第12場 ジークフリートの決意
城を飛び出したジークフリートは
森の奥深くにあるロットバルトの城に来た。
「オデット姫」
護衛に見つかる事も厭わず大きな声でオデットを呼び続ける。
「深く…傷つけてしまった。
どのようにわびればいいのか。」
ふらふらと歩きながらオデットの名を呼び続ける
ジークフリート
アルべルトが心配そうに後を追う
いつしか王子は口ずさむ、
オデットと歌ったあの歌を
いつわることのない まことの愛
たとえ明日が 闇に閉ざされても
この手を離さない あなたと共に
白き月の下 交わしたこの誓い
いつしかオデットの声が重なる。
「ジークフリート様…」
ジークフリートの前にオデットが現れた。
その顔は涙で濡れている。
「オデット!赦してもらえるとは思っていない。
だが、直接会って伝えたかった。私の愛は今もあなたのものだ。その気持ちに嘘偽りはない」
「…わかっています。あれはロットバルトと
オディールの魔力によるもの。…ただあなたが他の娘を選んだと知った時、私の胸は張り裂けそうでした。

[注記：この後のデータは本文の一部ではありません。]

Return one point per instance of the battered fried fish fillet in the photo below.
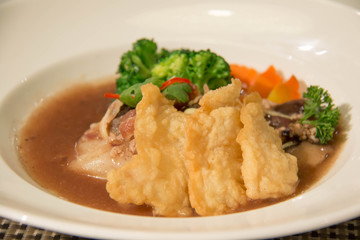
(157, 175)
(212, 154)
(267, 170)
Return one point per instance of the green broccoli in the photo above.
(136, 64)
(320, 112)
(201, 67)
(145, 62)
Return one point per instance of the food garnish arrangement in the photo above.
(184, 133)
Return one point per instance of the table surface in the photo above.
(14, 230)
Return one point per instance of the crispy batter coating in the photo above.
(157, 175)
(267, 170)
(213, 156)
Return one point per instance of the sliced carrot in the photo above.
(245, 74)
(266, 81)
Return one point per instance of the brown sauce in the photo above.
(46, 146)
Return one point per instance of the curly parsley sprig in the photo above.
(319, 111)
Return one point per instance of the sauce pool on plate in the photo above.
(46, 145)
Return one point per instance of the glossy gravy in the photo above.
(46, 145)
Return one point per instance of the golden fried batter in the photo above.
(157, 175)
(267, 170)
(212, 154)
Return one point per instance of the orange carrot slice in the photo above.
(266, 81)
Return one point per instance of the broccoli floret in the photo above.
(201, 67)
(205, 67)
(136, 64)
(144, 62)
(132, 95)
(174, 65)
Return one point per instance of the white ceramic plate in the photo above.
(45, 45)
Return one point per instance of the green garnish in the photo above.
(319, 111)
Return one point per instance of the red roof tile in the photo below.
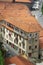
(17, 60)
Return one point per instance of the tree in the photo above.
(1, 59)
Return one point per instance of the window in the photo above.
(16, 40)
(36, 46)
(29, 47)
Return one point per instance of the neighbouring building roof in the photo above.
(29, 1)
(17, 60)
(20, 16)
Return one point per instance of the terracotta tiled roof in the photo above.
(17, 60)
(20, 16)
(29, 1)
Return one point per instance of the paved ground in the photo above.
(38, 14)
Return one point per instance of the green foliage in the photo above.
(1, 59)
(42, 9)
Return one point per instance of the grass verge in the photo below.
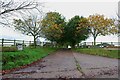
(19, 58)
(99, 52)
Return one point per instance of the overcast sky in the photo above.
(69, 9)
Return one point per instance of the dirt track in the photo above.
(68, 64)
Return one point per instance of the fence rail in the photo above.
(7, 42)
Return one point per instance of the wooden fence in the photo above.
(7, 42)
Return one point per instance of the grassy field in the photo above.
(19, 58)
(99, 52)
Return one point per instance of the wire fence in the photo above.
(8, 42)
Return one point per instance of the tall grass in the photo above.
(100, 52)
(19, 58)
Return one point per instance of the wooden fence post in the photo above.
(29, 43)
(23, 44)
(2, 43)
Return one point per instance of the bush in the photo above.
(9, 49)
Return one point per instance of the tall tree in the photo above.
(76, 30)
(100, 25)
(30, 26)
(53, 26)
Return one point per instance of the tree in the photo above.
(30, 26)
(10, 8)
(76, 30)
(100, 25)
(53, 26)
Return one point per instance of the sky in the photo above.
(69, 9)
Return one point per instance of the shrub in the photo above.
(9, 49)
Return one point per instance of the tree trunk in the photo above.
(94, 40)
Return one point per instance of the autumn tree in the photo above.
(53, 26)
(100, 25)
(29, 26)
(76, 30)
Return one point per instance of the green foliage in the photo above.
(9, 49)
(100, 25)
(30, 26)
(15, 59)
(100, 52)
(76, 30)
(53, 26)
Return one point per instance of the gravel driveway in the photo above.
(68, 64)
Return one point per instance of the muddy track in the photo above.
(68, 64)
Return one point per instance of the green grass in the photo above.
(99, 52)
(19, 58)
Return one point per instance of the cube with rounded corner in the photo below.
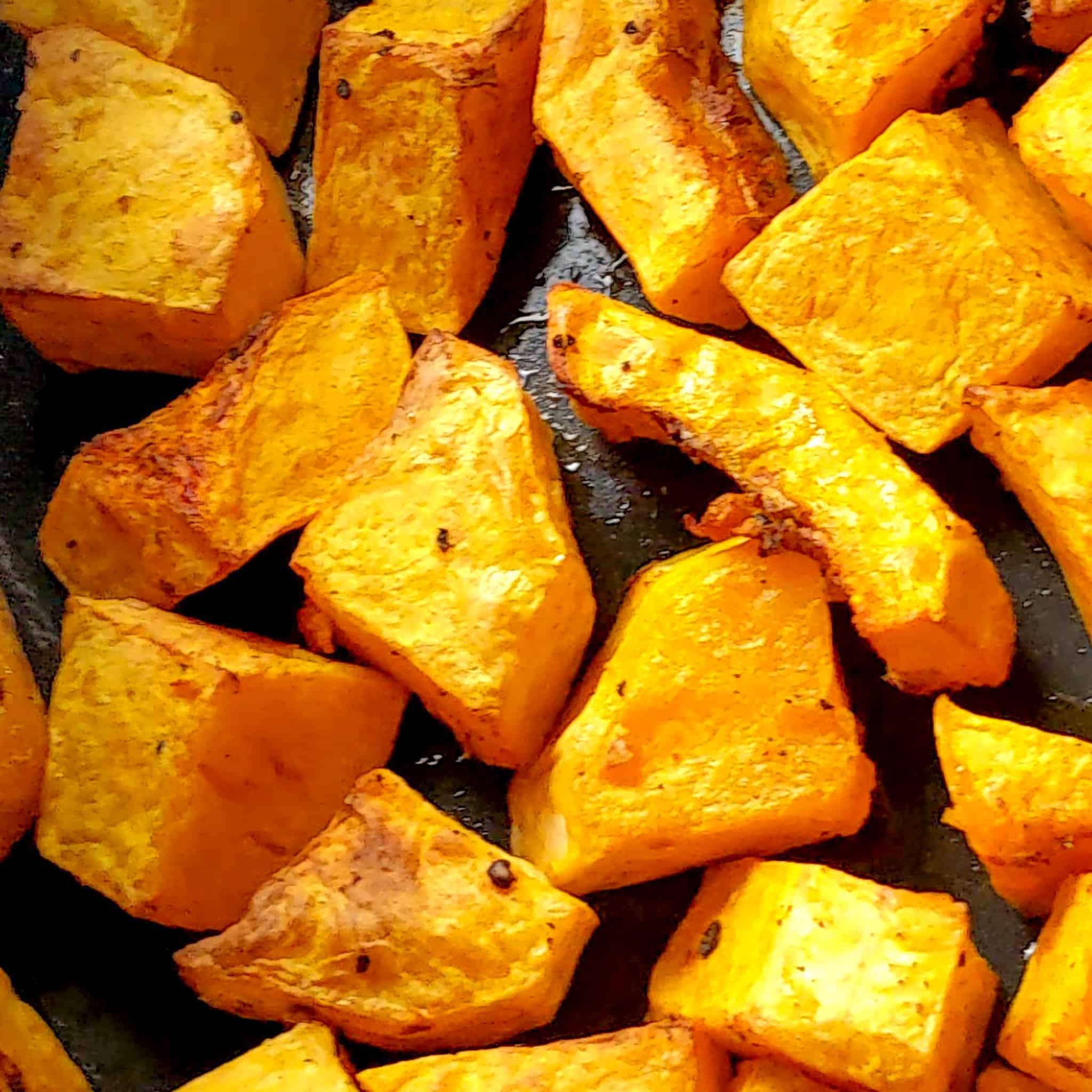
(920, 584)
(712, 724)
(210, 38)
(23, 738)
(401, 928)
(174, 504)
(836, 74)
(646, 117)
(1047, 1032)
(422, 143)
(187, 762)
(305, 1058)
(998, 1078)
(670, 1056)
(1061, 26)
(1024, 798)
(450, 563)
(31, 1057)
(1040, 440)
(926, 264)
(1051, 133)
(142, 226)
(857, 984)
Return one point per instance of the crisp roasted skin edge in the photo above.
(942, 621)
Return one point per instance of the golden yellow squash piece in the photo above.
(712, 724)
(174, 504)
(646, 117)
(216, 39)
(920, 583)
(768, 1075)
(836, 74)
(999, 1078)
(929, 262)
(451, 563)
(1024, 798)
(187, 764)
(1048, 1032)
(31, 1057)
(400, 928)
(305, 1058)
(660, 1057)
(423, 140)
(22, 736)
(1061, 25)
(861, 985)
(1040, 441)
(1052, 134)
(141, 225)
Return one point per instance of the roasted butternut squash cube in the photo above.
(1040, 440)
(712, 724)
(1051, 133)
(646, 117)
(926, 264)
(999, 1078)
(1061, 25)
(450, 563)
(660, 1057)
(855, 983)
(23, 737)
(423, 140)
(769, 1075)
(1047, 1032)
(218, 39)
(31, 1057)
(187, 764)
(920, 584)
(400, 928)
(1022, 799)
(305, 1058)
(141, 225)
(837, 74)
(176, 503)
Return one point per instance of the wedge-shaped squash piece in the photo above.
(141, 225)
(451, 564)
(857, 984)
(836, 74)
(187, 764)
(661, 1057)
(305, 1058)
(929, 262)
(646, 117)
(921, 587)
(769, 1075)
(712, 724)
(174, 504)
(1061, 25)
(999, 1078)
(1048, 1031)
(23, 738)
(423, 140)
(31, 1058)
(1051, 133)
(218, 39)
(401, 928)
(1040, 443)
(1024, 798)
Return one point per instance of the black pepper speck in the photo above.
(709, 942)
(502, 875)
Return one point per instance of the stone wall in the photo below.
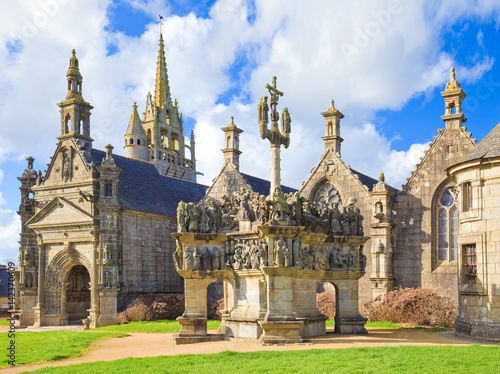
(415, 257)
(147, 254)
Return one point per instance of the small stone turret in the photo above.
(382, 232)
(231, 148)
(135, 138)
(75, 111)
(332, 128)
(453, 96)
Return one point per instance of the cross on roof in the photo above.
(273, 91)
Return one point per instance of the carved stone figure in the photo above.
(244, 213)
(263, 110)
(307, 258)
(296, 252)
(181, 217)
(263, 251)
(280, 248)
(193, 217)
(352, 257)
(280, 209)
(107, 279)
(214, 215)
(188, 259)
(362, 259)
(196, 259)
(215, 258)
(321, 258)
(336, 261)
(206, 259)
(285, 122)
(255, 255)
(336, 220)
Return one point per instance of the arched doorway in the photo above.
(78, 294)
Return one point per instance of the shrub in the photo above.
(325, 302)
(413, 306)
(152, 307)
(215, 310)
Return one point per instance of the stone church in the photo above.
(95, 235)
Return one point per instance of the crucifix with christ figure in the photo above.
(275, 136)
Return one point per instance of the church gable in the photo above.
(60, 212)
(229, 181)
(447, 147)
(67, 165)
(332, 169)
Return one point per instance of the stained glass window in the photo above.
(327, 193)
(447, 227)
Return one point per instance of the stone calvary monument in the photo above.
(269, 252)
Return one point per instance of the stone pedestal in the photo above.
(194, 330)
(281, 332)
(351, 325)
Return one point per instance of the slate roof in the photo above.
(370, 182)
(143, 189)
(486, 148)
(262, 186)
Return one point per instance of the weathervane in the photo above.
(276, 138)
(160, 22)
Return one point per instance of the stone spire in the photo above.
(75, 111)
(231, 148)
(74, 78)
(135, 137)
(162, 88)
(453, 96)
(332, 128)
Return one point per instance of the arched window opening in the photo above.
(447, 226)
(67, 124)
(328, 194)
(109, 190)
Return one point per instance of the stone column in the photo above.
(275, 167)
(39, 309)
(194, 320)
(64, 303)
(348, 320)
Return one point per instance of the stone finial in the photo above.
(109, 150)
(30, 160)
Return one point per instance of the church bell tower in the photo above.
(75, 111)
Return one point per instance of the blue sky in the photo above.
(384, 62)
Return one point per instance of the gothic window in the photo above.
(467, 197)
(470, 263)
(447, 227)
(328, 193)
(109, 190)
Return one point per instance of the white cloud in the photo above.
(397, 55)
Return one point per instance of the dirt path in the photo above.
(151, 345)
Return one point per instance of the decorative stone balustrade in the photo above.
(269, 254)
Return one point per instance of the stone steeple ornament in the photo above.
(275, 137)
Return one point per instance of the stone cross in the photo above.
(275, 136)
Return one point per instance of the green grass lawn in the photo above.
(34, 347)
(404, 359)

…ですがあなたは危険を顧みずこうして来てくださった。」
涙を流しながら、微笑むオデット
「微笑んでくれるのか?こんな私に?」
ジークフリートはオデットの顔をまっすぐに見つめ伝える。
「この愛を真実のものとする為にも、オデット…あなた方の呪いを解く為にも、私はこの命を賭してもロットバルトを倒す!!」
拳を握りしめ決意を伝える王子。
オデットは目を見開き、首を横に降る。
「…いいえ。この身は呪われたままでも、あなたが生きてさえいてくれれば…私は。」
「あなたが諦めても、私は諦めない。」
オデットの叫びを聞きながら
新たな誓いを胸にジークフリートは森の中に消えた。